Formal Metaethics and Metasemantics for AI Alignment

June Ku8 Oct 2019 5:37 UTC

22 points

A Brief Introduction to MetaEthical.AI

tl;dr: AIXI for Friendliness

[Crossposted from my new blog.]

Abstract: We construct a fully technical ethical goal function for AI by directly tackling the philosophical problems of metaethics and mental content. To simplify our reduction of these philosophical challenges into “merely” engineering ones, we suppose that unlimited computation and a complete low-level causal model of the world and the adult human brains in it are available.

Given such a model, the AI attributes beliefs and values to a brain in two stages. First, it identifies the syntax of a brain’s mental content by selecting a decision algorithm which is i) isomorphic to the brain’s causal processes and ii) best compresses its behavior while iii) maximizing charity. The semantics of that content then consists first in sense data that primitively refer to their own occurrence and then in logical and causal structural combinations of such content.

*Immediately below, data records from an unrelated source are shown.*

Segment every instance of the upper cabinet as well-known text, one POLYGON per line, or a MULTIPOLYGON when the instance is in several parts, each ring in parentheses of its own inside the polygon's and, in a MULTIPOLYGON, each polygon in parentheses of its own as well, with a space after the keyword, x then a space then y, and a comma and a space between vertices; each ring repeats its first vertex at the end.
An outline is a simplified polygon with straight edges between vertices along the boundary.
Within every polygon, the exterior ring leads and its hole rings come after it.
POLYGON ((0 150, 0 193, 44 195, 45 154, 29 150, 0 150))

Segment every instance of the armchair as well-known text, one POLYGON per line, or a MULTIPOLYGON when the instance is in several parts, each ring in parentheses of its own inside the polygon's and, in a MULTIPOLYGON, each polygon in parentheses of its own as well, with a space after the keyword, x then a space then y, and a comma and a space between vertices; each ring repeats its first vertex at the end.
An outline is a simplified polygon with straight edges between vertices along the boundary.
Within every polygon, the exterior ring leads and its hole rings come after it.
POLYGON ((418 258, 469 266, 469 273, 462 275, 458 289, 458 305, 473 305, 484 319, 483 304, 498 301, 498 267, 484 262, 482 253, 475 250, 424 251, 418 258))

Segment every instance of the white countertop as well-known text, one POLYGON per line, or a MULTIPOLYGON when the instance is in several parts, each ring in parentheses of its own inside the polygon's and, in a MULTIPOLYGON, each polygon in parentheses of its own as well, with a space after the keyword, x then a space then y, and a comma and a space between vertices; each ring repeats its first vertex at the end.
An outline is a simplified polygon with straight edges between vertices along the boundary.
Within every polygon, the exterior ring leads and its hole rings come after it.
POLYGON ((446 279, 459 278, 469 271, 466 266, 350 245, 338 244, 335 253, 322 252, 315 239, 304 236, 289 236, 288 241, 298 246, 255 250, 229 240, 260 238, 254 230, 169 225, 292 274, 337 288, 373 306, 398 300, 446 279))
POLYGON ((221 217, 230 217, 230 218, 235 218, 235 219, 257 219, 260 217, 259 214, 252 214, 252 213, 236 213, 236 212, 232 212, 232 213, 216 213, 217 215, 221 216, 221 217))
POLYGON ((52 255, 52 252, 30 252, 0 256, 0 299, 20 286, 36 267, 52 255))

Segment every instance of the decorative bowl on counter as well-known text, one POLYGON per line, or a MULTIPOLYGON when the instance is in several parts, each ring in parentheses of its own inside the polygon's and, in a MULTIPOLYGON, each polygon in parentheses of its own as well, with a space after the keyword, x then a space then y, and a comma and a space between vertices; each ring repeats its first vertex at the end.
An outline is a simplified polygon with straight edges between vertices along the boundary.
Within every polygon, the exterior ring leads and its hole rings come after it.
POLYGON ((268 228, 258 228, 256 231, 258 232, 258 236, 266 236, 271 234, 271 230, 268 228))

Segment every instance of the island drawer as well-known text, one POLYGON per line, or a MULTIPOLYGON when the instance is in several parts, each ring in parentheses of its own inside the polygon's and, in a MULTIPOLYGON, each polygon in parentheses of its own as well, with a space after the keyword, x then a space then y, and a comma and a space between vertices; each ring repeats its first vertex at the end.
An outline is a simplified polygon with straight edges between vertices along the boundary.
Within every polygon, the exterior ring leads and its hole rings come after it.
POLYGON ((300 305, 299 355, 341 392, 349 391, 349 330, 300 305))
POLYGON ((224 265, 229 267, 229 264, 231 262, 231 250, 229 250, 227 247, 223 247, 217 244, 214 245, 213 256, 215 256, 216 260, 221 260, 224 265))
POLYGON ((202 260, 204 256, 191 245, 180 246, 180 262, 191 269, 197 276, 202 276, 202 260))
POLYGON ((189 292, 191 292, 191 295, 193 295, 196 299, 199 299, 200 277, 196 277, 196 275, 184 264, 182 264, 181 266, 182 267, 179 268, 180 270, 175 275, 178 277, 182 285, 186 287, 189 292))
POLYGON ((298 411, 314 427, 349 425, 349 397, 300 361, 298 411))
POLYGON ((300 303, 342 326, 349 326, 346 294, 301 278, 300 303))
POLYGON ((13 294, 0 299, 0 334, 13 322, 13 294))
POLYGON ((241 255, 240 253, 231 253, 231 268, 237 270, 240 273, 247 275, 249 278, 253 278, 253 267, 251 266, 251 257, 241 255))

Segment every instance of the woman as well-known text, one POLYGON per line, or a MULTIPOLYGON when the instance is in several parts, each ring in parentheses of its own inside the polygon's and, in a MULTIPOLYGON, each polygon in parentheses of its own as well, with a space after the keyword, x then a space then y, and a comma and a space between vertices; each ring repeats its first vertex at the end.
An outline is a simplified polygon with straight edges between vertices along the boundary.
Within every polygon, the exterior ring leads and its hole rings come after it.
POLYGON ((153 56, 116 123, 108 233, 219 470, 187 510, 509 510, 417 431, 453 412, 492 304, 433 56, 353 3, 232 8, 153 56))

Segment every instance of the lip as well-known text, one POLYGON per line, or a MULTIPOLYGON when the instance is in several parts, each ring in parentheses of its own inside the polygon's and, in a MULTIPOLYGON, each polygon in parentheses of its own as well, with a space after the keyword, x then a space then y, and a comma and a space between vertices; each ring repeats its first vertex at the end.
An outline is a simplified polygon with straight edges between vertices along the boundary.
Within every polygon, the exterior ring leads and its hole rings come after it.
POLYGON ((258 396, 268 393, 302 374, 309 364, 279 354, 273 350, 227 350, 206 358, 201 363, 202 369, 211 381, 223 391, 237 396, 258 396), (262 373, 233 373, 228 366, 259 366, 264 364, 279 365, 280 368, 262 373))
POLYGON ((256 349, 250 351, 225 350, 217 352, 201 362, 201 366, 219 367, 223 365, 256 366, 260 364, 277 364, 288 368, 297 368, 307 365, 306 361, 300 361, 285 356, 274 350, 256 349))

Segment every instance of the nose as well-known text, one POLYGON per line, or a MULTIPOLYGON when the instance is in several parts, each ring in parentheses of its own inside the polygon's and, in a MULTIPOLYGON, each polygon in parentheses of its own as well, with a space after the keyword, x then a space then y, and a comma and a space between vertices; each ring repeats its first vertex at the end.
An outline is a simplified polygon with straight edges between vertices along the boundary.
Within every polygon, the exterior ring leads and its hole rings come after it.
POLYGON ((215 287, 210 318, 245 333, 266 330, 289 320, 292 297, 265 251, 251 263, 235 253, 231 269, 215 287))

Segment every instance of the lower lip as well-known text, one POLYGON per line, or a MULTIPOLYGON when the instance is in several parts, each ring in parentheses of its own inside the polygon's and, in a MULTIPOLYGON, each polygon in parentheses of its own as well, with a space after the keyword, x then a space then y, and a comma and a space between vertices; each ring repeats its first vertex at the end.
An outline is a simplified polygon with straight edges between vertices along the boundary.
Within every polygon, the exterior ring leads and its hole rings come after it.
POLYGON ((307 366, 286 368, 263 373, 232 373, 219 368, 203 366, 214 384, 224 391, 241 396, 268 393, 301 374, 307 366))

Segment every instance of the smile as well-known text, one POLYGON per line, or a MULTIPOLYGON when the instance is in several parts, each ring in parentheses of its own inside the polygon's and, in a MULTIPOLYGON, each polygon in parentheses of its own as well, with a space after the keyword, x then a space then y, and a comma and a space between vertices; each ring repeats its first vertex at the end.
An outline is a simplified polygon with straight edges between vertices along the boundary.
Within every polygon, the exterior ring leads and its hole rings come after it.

The resulting decision algorithm can capture how we decide what to do, but it can also identify the ethical factors that we seek to determine when we decide what to value or even how to decide. Unfolding the implications of those factors, we arrive at what we should do. All together, this allows us to imbue the AI with the necessary concepts to determine and do what we should program it to do.

See the open source code and commentary at www.metaethical.ai

Motivation

Researchers like Eliezer Yudkowsky and Nick Bostrom, among others, have argued for the urgent need to develop a rigorous framework for ensuring that smarter-than-human intelligence will be beneficial for humanity. I think of them and the community around their respective nonprofits, the Machine Intelligence Research Institute and the Oxford Future of Humanity Institute, as tending to share a cluster of views, including the following:

We should have a wide probability distribution over when human-level AI will be developed. If we go by expert predictions, most predict it will arrive within this century. A cautionary approach should prepare for even more rapid timelines.
Once AI that is at least as intelligent as its human creators has been developed, there is a positive feedback loop in which it can take over the task of improving its own intelligence, quickly resulting in a superintelligence vastly greater than that of humans.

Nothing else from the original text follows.